Suppose $\varphi_Y$ is a characteristic function. Let $p \in (0,1),\ q = 1-p$.
Show $\bar{\varphi}(t) = \frac{p}{1-q \varphi_Y(t)}$ is a characteristic function.
My thoughts:
Let X ~ Ge(p).
Then $\varphi_X(t) = \frac{p}{1-q \exp(it)}$
$\varphi_X(\frac{\ln(\varphi_Y(t))}{i}) = \frac{p}{1-q \varphi_Y(t)} = \bar{\varphi}(t)$
$\bar{\varphi}(t) = \varphi_X(\frac{\ln(\varphi_Y(t))}{i}) = E(\exp( i(\frac{\ln(\varphi_Y(t))}{i})X)) = E(\varphi_Y(t)X) = E(X) \varphi_Y(t) = \frac{q\varphi_Y(t)}{p}$
I don't think this can be right, but I also don't know what I did wrong. Can someone point out what I did wrong? Thanks!

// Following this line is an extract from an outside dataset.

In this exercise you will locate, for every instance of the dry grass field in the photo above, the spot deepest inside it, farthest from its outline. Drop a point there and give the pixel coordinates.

First of all logarithms of characteristic functions are not well defined. Logarithms in the complex plane are quite complicated. Even if we assume that $\phi_Y(t)$ is positive for each $t$ your calculations are wrong.
$e^{(\ln (\phi_Y(t)) (X)}=((\phi_Y(t))^{X}$, not $(\phi_Y(t)) X$.